Our Reliance on Electricity 


I live in Jacksonville, Florida. As you may have seen on the news, my home city—and my entire state—was devastated by Hurricane Irma. While we fared better than the people living in St. Martin, Antigua, Barbuda, and the British Virgin Islands, many of us shared a disorienting and potentially dangerous experience as we stayed in place or returned home after evacuation: widespread power outages. Millions of people were in the dark. Lights are slowly blinking on now, several days after the storm has dissipated.

As disaster historian Scott Knowles once said: “After disaster we feel compelled to learn something. That’s sensible. So then, why do we learn so little?” There are a number of important lessons we could and should learn from these events. I am a specialist in the history of electricity, and my personal story illustrates one of the lessons we could learn from the blackouts that attend these disasters.I do not live in an evacuation zone, so I stayed home as the storm descended. After the power went out, we still hit switches as we wandered between dim rooms. It was a reflex. We joked about it.

My family was prepared for a few days without power. It felt like camping. We rationed our water and ate junk food. Once it was safe to venture outside, we were heartened to find what Fred Rogers called “the helpers.” A food truck opened, and one friend saw someone pay with a hundred-dollar bill so that the proprietors could feed anyone who needed a meal. Acquaintances showed up with chainsaws and helped one another clear trees from the road. In the parts of my city that were not impassably flooded, we all walked around to assess the damage and to be kind when we could be.

As more time passes without power, the heat becomes more dangerous for elderly people, people with serious illnesses, and pets. We feel helpless, angry. The sense of community might dwindle. We still hit our functionless switches as we walked around our homes. This mindless behavior reminds me of how historian Paul N. Edwards defined infrastructures like our power grid: they are “largely responsible for … the feeling that things work, and will go on working, without the need for thought or action on the part of users beyond paying the monthly bills.” We take these systems for granted until they fail. When the power goes out, we realize how it shapes our lives. We also realize how much work it takes to keep the power on.
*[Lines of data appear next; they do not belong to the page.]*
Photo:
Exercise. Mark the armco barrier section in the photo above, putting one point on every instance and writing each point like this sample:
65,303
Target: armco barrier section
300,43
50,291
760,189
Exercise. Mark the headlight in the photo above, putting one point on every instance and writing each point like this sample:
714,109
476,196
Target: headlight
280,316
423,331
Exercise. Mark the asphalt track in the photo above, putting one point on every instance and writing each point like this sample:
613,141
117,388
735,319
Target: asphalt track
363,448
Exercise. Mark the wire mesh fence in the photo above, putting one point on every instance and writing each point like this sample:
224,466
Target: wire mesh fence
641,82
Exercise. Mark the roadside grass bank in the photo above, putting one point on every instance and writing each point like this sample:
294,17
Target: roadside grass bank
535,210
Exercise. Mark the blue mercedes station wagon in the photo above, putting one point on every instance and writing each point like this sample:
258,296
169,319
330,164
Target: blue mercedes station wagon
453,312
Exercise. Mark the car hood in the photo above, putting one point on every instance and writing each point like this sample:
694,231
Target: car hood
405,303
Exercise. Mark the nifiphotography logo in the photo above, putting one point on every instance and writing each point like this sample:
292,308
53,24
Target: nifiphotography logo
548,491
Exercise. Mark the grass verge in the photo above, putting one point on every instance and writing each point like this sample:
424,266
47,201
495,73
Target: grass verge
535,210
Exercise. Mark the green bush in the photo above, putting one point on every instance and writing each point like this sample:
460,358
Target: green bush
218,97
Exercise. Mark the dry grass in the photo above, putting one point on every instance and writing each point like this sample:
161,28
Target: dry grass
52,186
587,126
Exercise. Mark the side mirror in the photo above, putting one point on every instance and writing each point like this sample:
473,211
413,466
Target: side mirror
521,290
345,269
On Monday morning, as friends and I meandered through the city, electricians arrived wearing reflective vests and serious expressions. They started making repairs. These are the maintainers who keep these systems running invisibly when there is no disaster. Most Americans only pay attention to them on weeks like this one. And these technicians are only a small part of the network that keeps our networks operational: unseen are the dispatchers, the fleet managers, the mechanics who keep the fleets in-tact, people taking calls and keeping websites from crashing, and so forth. It is a complicated, constant undertaking to keep infrastructures working or to bring them back online after they fail.

Blackouts demonstrate how much we rely on electricity—and on one another. We need to touch base with loved ones. We want to make sure our neighbors are safe. We realize that our lives are shaped by people we may not know, who will work through the night so that we can cool and light our homes.

Once the power comes back on, if our homes are relatively undamaged, the most fortunate among us retreat into old ways. Everything is atomized again, from the hyper-targeted ads on our Facebook pages to the eerily specific recommendations that Netflix makes. While we still reel from the effects of Hurricanes Harvey and Irma, before we slide back into these habits, I hope that we can acknowledge the significance of our often-invisible inter-reliance. Much-needed donations to charitable organizations honor that interrelationship, but we can do more. We can challenge ourselves to pay attention to our dependencies, even when our infrastructures are designed to help us forget them.

In American culture, the word dependence carries negative connotations. Many use it derisively to describe impoverished or disabled people, as if upper-class and able-bodied people survive entirely on their own, without the strength conferred by social ties and without the maintainers who keep our sociotechnical systems working. Shattering that myth might change the way we understand disasters—and the way we understand ourselves and one another in the calm moments, after those disasters are too-quickly forgotten.

As we rebuild, we should recognize that we will never create infrastructures that will make us invulnerable, but that we can change the way we think about these systems. The power grid does not have to confer the false sense of consumerist security that Edwards described. As I discuss in my book, Power Lines, people build and maintain these systems, and people can change the way they work and the way users interact with them.